JERUSALEM - Police questioned Prime Minister Ehud Olmert yesterday for a second time in a corruption case that threatens his political survival and Israeli efforts to advance fragile peace moves with Syria and the Palestinians.
Olmert was questioned in his Jerusalem residence as part of an investigation into whether he illicitly took up to $500,000 in cash from the chief witness in the case, American Jewish businessman Morris Talansky.
The investigation is still in progress, and no charges have been filed against Olmert. Detectives and state prosecutors are exploring the possibility he took bribes, violated campaign-funding laws, and laundered money, police have said.
Olmert has acknowledged taking money from Talansky for political campaigns, but he said his campaign finances were the responsibility of longtime confidant Uri Messer, who was questioned again Thursday. Olmert has denied wrongdoing and vowed to resign if indicted.

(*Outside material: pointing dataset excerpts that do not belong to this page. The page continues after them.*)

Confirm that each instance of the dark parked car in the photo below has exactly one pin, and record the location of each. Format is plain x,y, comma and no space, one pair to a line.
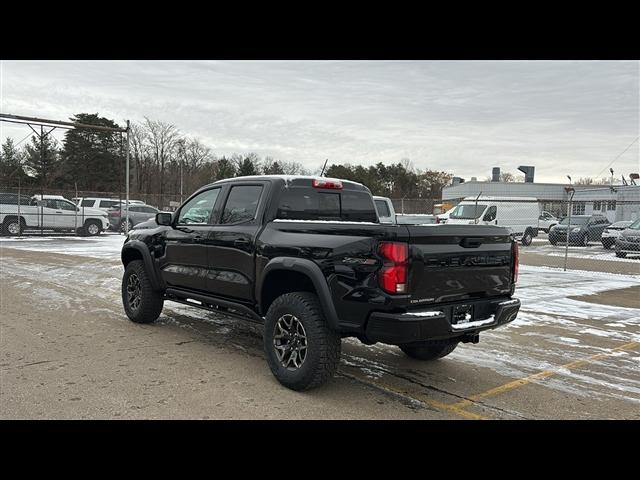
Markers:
629,241
307,258
584,229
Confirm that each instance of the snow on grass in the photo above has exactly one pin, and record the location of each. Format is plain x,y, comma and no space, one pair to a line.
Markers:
104,245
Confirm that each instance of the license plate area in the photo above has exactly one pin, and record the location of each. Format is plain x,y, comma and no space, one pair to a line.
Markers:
462,314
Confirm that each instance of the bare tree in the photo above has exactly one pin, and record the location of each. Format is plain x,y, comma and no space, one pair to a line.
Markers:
162,140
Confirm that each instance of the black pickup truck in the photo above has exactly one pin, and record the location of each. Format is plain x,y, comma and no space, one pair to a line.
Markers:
308,258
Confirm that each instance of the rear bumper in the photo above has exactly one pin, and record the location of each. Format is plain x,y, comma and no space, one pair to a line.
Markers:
627,247
436,323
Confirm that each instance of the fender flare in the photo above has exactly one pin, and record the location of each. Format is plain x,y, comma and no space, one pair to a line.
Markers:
149,264
314,273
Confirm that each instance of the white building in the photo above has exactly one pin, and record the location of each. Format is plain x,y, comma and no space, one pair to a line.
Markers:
618,202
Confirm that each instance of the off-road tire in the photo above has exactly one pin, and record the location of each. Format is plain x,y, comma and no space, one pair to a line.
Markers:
87,228
430,349
323,344
123,225
151,301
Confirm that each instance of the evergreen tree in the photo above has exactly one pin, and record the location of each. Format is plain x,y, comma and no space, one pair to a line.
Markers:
11,169
247,167
42,160
92,158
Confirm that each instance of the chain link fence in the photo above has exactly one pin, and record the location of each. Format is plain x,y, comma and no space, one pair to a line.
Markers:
597,225
603,234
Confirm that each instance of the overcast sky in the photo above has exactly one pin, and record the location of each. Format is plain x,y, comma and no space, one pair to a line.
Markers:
463,117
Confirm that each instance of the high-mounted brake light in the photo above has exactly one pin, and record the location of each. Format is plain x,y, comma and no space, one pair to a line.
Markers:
393,275
516,261
335,184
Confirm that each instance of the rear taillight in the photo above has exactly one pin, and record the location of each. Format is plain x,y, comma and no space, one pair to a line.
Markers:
516,261
393,275
334,184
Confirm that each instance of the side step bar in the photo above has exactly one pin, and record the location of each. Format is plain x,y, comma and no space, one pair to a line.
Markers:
213,304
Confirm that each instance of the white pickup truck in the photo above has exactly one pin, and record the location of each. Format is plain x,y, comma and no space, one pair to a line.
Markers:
50,212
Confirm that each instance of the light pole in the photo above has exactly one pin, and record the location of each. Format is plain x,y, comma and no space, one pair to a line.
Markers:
569,190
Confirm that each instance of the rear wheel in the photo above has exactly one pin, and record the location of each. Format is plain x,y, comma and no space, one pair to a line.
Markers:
302,351
13,226
430,349
142,303
92,228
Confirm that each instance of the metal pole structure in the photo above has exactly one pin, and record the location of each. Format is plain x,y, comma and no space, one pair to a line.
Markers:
566,246
42,180
127,183
19,202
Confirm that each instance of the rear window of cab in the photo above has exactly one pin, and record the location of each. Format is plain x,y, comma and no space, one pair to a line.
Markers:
304,203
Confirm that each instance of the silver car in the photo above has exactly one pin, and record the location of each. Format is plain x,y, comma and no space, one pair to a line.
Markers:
137,214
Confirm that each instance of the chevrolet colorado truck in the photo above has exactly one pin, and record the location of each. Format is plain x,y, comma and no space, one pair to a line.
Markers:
308,258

National Fraud Squad investigators interrogated Olmert yesterday for an hour, police spokesman Micky Rosenfeld said. Olmert was last questioned two weeks ago for a similar length of time. Rosenfeld would not disclose details of the interrogation.

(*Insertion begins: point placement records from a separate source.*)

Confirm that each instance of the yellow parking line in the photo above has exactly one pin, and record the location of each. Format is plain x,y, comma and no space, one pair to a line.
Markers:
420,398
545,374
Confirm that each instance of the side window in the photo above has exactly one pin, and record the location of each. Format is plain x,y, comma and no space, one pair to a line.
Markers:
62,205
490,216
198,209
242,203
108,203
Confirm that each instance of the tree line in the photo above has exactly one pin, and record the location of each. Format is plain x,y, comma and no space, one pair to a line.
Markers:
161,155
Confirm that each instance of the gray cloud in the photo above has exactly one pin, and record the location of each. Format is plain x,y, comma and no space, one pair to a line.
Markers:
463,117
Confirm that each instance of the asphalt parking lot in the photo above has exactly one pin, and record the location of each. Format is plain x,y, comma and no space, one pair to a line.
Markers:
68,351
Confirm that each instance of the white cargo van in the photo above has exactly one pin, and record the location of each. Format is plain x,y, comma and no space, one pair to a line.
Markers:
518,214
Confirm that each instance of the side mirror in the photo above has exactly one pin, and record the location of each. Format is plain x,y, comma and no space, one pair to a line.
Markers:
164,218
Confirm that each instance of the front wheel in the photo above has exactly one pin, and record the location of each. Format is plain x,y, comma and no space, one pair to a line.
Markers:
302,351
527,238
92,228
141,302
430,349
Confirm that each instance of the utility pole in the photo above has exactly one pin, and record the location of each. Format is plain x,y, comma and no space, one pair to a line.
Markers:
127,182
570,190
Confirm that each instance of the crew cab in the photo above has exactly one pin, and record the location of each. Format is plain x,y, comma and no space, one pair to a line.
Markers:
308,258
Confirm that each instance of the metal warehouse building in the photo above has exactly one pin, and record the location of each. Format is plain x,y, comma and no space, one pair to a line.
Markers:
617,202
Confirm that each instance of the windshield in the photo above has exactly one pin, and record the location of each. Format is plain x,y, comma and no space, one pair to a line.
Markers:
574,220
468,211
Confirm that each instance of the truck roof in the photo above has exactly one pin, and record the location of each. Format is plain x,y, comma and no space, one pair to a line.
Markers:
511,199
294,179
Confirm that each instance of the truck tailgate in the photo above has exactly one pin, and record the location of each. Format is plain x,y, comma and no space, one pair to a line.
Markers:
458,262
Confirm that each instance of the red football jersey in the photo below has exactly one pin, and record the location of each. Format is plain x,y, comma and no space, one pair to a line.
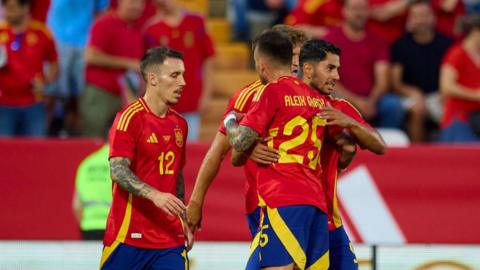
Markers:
242,102
156,147
468,71
115,36
286,111
27,54
191,38
329,160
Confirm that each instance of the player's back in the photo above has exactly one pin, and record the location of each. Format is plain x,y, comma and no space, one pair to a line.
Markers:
329,161
287,111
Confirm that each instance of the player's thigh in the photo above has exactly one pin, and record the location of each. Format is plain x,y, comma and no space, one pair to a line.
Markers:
171,259
318,243
342,256
124,257
284,236
253,221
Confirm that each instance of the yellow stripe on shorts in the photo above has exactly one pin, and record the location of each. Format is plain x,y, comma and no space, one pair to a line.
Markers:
287,238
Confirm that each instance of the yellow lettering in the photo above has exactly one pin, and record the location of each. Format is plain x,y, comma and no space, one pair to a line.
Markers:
288,101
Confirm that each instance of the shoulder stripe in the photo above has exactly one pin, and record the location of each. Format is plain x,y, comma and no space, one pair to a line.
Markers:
247,95
350,104
177,113
259,93
122,117
131,108
241,97
129,117
144,105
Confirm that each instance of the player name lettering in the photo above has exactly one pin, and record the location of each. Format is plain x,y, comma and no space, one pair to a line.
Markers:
293,101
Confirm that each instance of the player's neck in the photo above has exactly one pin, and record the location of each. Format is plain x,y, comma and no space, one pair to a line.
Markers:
278,73
21,26
156,106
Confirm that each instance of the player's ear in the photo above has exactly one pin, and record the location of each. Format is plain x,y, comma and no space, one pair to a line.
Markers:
307,70
152,78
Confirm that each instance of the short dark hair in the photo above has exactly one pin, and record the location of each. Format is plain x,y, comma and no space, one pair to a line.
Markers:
275,45
156,56
297,36
315,50
470,23
20,2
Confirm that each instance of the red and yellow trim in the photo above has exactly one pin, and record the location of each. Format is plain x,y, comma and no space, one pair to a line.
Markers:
128,114
245,95
337,220
287,238
259,93
122,233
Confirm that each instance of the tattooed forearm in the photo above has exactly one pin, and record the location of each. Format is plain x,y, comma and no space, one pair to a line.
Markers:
241,138
124,177
239,158
181,187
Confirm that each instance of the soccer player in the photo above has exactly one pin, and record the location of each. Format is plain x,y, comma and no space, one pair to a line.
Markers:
240,102
147,154
293,231
320,62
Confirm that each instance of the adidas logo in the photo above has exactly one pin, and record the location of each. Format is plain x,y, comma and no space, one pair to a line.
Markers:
152,138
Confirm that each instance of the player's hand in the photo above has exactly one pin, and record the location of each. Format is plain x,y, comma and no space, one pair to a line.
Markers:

Top police officials, speaking on condition of anonymity because they were not permitted to disclose information on the investigation, said Olmert answered all questions posed to him.
They said he would be questioned a third time within the next week.
The allegations span 12 years beginning in the 1990s when Olmert was mayor of Jerusalem and extending through his tenure as minister of industry and trade, which ended in 2006, police have said.
Police have raided city hall and the ministry, carting away documents as part of their investigation.
Talansky insists he received nothing from Olmert in exchange for the money. He referred questions to his attorney, Jacques Chen, who denied that Olmert intervened on Talansky's behalf in connection with the technological project.